Les travailleuses des usines d’armement pendant la première guerre mondiale : des remplaçantes ?
Notre thématique de l’année 2023 sera celle de la grande exposition « Travailler en temps de guerre » présentée du 26 mai 2023 au 4 mai 2024 aux Archives nationales du monde du travail.
Comment les conflits armés changent-ils les modes d’organisation du travail ? Quels sont les impacts sur les vies, les corps et les esprits des travailleurs ? Tout au long de l’année, nos dossiers ou documents du mois prolongeront l’exposition en interrogeant les liens entre guerre et travail.
Les femmes n’ont évidemment pas attendu la première guerre mondiale pour travailler. Avant le début des hostilités, elles représentent déjà plus du tiers de la population active française, sans compter les travailleuses à domicile. Cependant, le conflit accentue la féminisation des emplois, notamment dans des secteurs réputés masculins comme la fabrication d’armes et de munitions.
Quelles sont les conditions de travail de ces ouvrières ? À plus long terme, quelles ont été les conséquences de cette percée des femmes sur le marché du travail ?
Mobilisation des femmes et nouveau discours
Pendant la Grande Guerre, les travailleuses sont fortement sollicitées par des entreprises alors privées de main-d’œuvre masculine. Beaucoup de femmes sont aussi à la recherche d’emplois pour faire face aux difficultés matérielles causées par l’inflation, et parfois en l’absence de leur conjoint. Une allocation est versée aux épouses de mobilisés, mais elle s’avère vite très insuffisante. Ces différentes raisons incitent de nombreuses Françaises à se lancer sur le marché du travail.

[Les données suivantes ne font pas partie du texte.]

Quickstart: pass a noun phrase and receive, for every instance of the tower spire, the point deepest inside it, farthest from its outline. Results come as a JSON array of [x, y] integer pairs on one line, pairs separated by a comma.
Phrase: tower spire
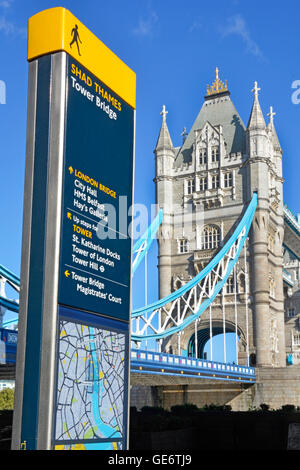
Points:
[[271, 115], [256, 120], [164, 140]]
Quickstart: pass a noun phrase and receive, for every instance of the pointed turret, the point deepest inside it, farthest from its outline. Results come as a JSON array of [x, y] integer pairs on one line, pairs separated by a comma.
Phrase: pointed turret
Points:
[[256, 120], [272, 130], [164, 140]]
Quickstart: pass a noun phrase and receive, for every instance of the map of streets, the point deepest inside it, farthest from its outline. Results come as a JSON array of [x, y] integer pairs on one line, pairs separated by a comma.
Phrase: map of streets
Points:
[[89, 409]]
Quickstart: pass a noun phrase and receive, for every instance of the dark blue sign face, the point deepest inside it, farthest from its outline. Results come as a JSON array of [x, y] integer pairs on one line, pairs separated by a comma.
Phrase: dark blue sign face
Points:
[[95, 260]]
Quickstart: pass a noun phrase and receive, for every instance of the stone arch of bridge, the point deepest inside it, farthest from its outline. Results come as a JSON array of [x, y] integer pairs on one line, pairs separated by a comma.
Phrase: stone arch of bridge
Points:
[[204, 334]]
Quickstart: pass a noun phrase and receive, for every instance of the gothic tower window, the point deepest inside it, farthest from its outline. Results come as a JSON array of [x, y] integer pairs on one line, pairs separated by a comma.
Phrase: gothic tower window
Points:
[[202, 156], [228, 180], [203, 184], [291, 312], [210, 237], [215, 181], [242, 283], [183, 246], [230, 285], [191, 186], [215, 154], [272, 287]]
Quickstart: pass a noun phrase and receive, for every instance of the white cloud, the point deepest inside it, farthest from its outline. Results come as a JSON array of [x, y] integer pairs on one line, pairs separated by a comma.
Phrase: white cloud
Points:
[[8, 27], [6, 3], [146, 26], [237, 25], [197, 24]]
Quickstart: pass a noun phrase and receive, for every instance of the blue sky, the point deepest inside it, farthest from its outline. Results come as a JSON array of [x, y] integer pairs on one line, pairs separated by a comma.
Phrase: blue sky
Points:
[[174, 48]]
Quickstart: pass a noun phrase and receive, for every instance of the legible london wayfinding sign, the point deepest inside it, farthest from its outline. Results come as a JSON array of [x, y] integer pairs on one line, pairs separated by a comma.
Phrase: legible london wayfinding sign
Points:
[[95, 271], [72, 377]]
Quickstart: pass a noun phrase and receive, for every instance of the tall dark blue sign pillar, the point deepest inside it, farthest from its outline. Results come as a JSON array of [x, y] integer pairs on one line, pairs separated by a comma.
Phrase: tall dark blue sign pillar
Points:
[[72, 378]]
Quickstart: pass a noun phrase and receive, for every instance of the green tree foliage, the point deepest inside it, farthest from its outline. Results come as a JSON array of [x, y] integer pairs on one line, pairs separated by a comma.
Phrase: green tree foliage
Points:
[[7, 399]]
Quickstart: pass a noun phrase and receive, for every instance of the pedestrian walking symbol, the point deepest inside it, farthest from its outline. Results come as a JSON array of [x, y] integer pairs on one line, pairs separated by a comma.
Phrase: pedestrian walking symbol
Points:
[[76, 38]]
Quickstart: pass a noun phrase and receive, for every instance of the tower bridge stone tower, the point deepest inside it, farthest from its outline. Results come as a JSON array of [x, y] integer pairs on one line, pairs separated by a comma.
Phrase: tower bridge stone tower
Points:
[[211, 178]]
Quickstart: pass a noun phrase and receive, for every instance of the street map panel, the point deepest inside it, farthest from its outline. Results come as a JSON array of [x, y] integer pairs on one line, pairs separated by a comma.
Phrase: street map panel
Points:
[[89, 408]]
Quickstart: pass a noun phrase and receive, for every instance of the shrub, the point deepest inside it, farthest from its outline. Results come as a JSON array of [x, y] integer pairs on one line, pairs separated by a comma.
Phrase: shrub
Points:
[[288, 408], [153, 410], [184, 410], [7, 399], [213, 407]]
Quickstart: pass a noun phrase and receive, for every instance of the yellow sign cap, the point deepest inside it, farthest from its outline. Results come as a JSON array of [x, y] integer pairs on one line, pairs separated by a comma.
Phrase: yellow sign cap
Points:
[[57, 30]]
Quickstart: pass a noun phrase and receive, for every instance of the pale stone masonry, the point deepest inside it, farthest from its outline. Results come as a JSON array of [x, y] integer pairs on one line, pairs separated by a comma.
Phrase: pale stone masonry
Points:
[[212, 177]]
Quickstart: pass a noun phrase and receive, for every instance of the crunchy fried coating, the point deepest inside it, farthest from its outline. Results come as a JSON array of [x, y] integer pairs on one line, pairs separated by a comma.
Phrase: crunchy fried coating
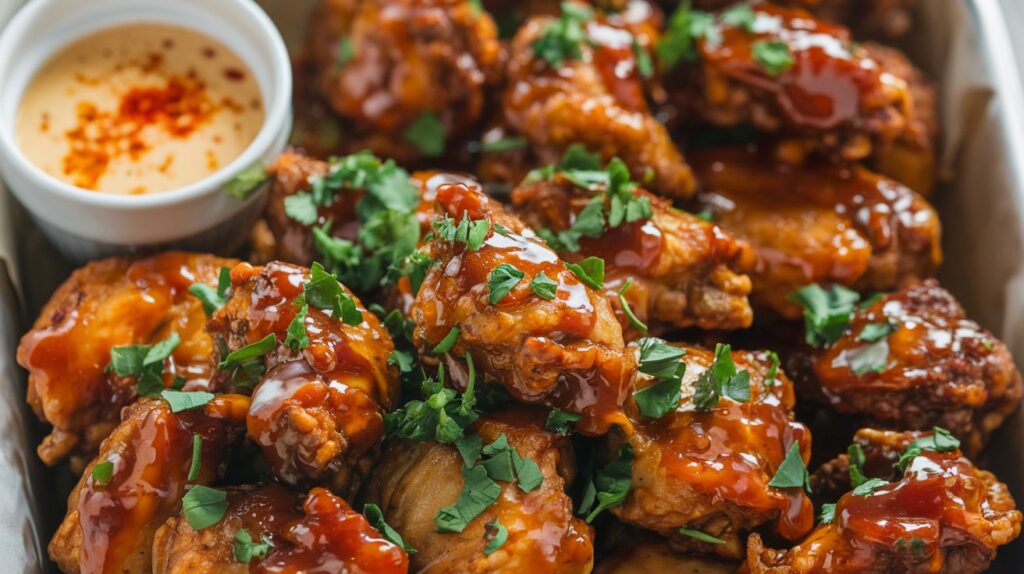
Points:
[[105, 304], [415, 480], [709, 471], [384, 65], [684, 269], [833, 96], [940, 515], [935, 367], [321, 534], [110, 525], [317, 409], [566, 352], [598, 100], [818, 223]]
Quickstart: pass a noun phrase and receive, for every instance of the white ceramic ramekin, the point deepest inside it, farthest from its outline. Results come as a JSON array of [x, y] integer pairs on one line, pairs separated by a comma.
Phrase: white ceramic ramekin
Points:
[[87, 224]]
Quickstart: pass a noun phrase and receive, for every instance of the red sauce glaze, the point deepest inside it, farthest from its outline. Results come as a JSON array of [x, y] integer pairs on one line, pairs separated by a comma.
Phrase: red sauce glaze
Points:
[[333, 538], [830, 83], [152, 456]]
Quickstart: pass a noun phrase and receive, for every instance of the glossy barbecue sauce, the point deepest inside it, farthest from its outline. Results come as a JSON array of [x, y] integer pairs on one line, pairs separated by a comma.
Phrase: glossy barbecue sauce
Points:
[[151, 466], [463, 275], [139, 108], [832, 83], [733, 450], [341, 374]]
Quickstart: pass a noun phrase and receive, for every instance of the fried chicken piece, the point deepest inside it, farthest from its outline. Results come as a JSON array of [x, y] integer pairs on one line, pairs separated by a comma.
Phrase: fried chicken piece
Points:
[[709, 470], [939, 515], [416, 479], [105, 304], [111, 524], [321, 534], [684, 269], [389, 67], [824, 92], [317, 409], [930, 365], [596, 97], [565, 352], [818, 223]]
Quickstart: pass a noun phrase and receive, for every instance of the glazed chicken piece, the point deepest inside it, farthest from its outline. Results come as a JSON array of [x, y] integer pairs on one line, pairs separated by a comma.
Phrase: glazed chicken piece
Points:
[[912, 360], [318, 532], [415, 480], [940, 514], [105, 304], [402, 73], [818, 223], [684, 269], [786, 73], [317, 409], [577, 79], [112, 517], [564, 350], [708, 467]]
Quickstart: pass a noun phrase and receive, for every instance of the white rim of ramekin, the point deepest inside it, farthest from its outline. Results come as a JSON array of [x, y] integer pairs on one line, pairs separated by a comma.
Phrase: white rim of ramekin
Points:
[[274, 120]]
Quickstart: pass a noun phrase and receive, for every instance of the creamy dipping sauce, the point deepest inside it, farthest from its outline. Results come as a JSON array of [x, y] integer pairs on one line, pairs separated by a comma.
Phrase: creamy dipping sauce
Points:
[[139, 108]]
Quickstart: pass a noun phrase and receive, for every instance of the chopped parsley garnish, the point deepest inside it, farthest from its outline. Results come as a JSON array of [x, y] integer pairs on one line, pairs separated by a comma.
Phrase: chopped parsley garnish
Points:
[[197, 456], [496, 534], [501, 281], [179, 400], [704, 537], [376, 518], [247, 181], [941, 440], [608, 486], [544, 287], [636, 322], [246, 549], [478, 492], [826, 312], [102, 472], [792, 473], [211, 298], [427, 134], [561, 39], [204, 506], [590, 271], [721, 380], [773, 56], [559, 421]]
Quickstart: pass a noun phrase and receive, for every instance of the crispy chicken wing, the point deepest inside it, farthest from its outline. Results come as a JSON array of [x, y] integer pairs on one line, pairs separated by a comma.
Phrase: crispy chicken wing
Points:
[[941, 514], [321, 534], [415, 480], [787, 73], [684, 270], [564, 350], [105, 304], [593, 93], [707, 468], [929, 365], [317, 408], [818, 224], [112, 519], [396, 69]]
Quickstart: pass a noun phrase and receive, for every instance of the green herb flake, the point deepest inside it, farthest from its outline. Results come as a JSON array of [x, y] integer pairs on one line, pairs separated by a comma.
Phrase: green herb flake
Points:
[[204, 506], [792, 473], [496, 534], [246, 549], [427, 134], [501, 281], [704, 537]]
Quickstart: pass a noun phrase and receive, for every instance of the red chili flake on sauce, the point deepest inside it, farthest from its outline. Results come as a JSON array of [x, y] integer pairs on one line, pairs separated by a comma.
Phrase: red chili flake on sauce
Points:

Elles y sont également encouragées par un discours nouveau tenu par les autorités qui valorise l’emploi féminin alors qu’il avait jusqu’alors été dénigré. Pour la première fois, l’État et les entreprises vantent le courage de ces travailleuses qui, par leurs efforts, participent à la défense nationale.
La progression du travail féminin concerne tous les métiers : cultivatrices, employées de banque, factrices, conductrices de tramway... Certaines sont attirées par les salaires plus rémunérateurs des entreprises d’armement. Ces ouvrières, que l’on appelle les « munitionnettes », sont 15 000 en juin 1915. On en compte 684 000 deux ans plus tard.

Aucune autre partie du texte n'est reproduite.